American veterans from World War II may be honored and eulogized in every genre of factual and fictional recreation, but veterans of Korea, and later Vietnam, were not given their due. Those wars, particularly the latter, were not wholly just wars. Yet, rather than castigate and call to account the leaders, political and military, who prosecuted those wars, the country decided to sweep the issue of responsibility, as well as the question of honor for the servicemen who made a sacrifice, under the thick carpet of American pomp and self-righteousness.
Now, in 2008, the progression toward engineered oblivion for dead, injured and traumatized soldiers has been taken to a further extreme. On the anniversaries of the end of our awful wars, we should understand how very painful life was made for soldiers and their families. This should be done, moreover, regardless of who was right or wrong in the war. That part of the war is over with the armistice.

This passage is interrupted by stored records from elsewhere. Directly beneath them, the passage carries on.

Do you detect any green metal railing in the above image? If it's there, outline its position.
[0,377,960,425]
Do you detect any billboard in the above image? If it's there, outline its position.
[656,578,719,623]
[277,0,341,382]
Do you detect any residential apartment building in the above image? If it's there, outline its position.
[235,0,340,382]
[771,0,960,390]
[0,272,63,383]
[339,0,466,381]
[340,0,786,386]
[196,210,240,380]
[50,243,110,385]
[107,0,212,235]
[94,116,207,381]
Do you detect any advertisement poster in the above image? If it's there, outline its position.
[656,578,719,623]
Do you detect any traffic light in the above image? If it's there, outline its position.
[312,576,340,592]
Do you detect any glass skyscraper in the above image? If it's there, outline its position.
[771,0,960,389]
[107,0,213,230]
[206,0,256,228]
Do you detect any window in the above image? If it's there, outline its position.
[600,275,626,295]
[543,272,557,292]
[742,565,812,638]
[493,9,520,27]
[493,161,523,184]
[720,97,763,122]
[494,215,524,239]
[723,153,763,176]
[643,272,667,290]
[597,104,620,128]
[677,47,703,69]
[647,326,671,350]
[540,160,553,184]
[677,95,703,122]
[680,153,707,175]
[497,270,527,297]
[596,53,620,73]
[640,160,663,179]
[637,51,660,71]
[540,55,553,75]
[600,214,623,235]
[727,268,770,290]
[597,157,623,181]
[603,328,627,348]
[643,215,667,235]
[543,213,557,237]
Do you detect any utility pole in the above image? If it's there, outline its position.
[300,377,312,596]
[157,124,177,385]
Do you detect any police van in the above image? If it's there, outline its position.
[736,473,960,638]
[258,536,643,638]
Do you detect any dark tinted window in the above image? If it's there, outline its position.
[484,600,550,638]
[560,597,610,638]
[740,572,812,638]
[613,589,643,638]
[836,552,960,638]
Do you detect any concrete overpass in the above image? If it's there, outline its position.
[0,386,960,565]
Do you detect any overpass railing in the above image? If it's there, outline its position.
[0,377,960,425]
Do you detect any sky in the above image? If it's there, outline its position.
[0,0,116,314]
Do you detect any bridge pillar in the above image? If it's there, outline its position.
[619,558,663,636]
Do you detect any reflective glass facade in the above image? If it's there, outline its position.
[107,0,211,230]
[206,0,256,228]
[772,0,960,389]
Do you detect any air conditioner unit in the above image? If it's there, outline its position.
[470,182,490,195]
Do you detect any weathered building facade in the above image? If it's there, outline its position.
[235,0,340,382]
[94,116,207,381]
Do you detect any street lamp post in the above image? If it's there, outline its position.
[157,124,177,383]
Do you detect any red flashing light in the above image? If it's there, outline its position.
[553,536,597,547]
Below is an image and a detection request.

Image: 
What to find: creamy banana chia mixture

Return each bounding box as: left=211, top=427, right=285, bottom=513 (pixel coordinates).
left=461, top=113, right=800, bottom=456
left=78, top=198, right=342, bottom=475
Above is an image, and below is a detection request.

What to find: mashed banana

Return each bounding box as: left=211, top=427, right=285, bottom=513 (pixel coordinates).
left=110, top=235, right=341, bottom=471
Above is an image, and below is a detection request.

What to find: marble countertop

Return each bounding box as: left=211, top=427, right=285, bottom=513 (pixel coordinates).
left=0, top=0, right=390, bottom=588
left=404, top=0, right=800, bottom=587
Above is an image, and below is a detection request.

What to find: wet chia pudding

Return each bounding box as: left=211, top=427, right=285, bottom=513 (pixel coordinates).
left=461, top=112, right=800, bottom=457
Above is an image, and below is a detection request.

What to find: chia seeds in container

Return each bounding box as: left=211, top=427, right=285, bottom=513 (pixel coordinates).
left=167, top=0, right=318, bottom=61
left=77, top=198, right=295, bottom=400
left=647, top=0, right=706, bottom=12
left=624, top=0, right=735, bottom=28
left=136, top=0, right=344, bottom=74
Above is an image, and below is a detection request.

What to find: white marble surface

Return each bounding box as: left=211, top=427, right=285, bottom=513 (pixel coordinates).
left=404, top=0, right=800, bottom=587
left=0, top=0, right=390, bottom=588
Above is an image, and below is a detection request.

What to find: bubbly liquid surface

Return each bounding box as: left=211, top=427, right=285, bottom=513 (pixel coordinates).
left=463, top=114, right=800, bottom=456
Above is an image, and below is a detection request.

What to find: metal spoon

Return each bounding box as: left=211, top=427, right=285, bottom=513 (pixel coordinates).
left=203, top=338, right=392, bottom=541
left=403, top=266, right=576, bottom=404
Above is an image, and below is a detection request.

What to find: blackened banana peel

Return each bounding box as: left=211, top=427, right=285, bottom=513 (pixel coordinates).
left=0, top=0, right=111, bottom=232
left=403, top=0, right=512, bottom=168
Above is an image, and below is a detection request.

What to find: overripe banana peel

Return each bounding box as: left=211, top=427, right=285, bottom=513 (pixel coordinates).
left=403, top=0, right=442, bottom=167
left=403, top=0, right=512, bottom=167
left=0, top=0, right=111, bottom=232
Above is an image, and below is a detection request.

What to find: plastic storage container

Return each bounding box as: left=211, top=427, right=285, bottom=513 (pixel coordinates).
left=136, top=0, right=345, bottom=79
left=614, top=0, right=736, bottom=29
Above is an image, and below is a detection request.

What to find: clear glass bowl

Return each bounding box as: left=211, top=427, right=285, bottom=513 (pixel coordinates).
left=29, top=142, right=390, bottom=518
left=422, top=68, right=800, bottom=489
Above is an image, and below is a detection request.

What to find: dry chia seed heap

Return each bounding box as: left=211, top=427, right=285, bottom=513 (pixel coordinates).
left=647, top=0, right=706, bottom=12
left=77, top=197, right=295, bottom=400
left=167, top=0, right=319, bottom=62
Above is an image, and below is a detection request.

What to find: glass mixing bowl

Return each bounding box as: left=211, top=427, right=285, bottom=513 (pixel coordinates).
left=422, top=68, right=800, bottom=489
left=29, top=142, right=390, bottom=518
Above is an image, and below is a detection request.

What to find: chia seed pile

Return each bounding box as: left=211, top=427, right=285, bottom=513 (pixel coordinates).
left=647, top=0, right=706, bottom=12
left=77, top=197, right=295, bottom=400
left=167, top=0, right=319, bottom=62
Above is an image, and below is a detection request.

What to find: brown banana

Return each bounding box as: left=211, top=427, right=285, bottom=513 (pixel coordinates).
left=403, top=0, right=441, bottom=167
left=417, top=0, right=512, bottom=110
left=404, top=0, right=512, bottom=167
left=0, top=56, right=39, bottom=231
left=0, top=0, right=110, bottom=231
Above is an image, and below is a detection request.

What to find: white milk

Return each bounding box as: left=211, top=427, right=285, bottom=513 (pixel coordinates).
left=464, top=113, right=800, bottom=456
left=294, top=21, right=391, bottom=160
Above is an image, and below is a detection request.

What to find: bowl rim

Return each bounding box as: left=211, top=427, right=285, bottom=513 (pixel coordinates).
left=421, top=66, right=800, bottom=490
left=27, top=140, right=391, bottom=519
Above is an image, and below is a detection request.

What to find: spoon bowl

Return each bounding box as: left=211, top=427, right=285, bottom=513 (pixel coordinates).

This being so, the failure of the Bush administration to openly honor the war dead and offer comprehensive, humane treatment to the survivors of the cruel and illegal war in Iraq constitutes, in my mind, the greatest self-condemnation of George W. Bush and his advisers. Their cynical neglect in this regard is a blatant sign of everything true patriotism is not.
That the president never attends soldiers’ funerals and avoids the issue of care demonstrates a deeply rooted callousness in the man. If forcing men and women into a war and refusing to honor and care for them is not the highest form of national treachery, then I don’t know what is.
My friend Richard was, of course, by no means lucky. When I think of him now, my eyes well with tears. I had a dad. I was the lucky one.
How will the families of soldiers who fought in Iraq feel years from now, when they look back at this? We can only hope that they — and history — will lay the responsibility for this travesty of dishonor where it belongs: on the shoulders of those who lead others to their death while denying the loved ones of those who fight the consolation and dignity that is their due.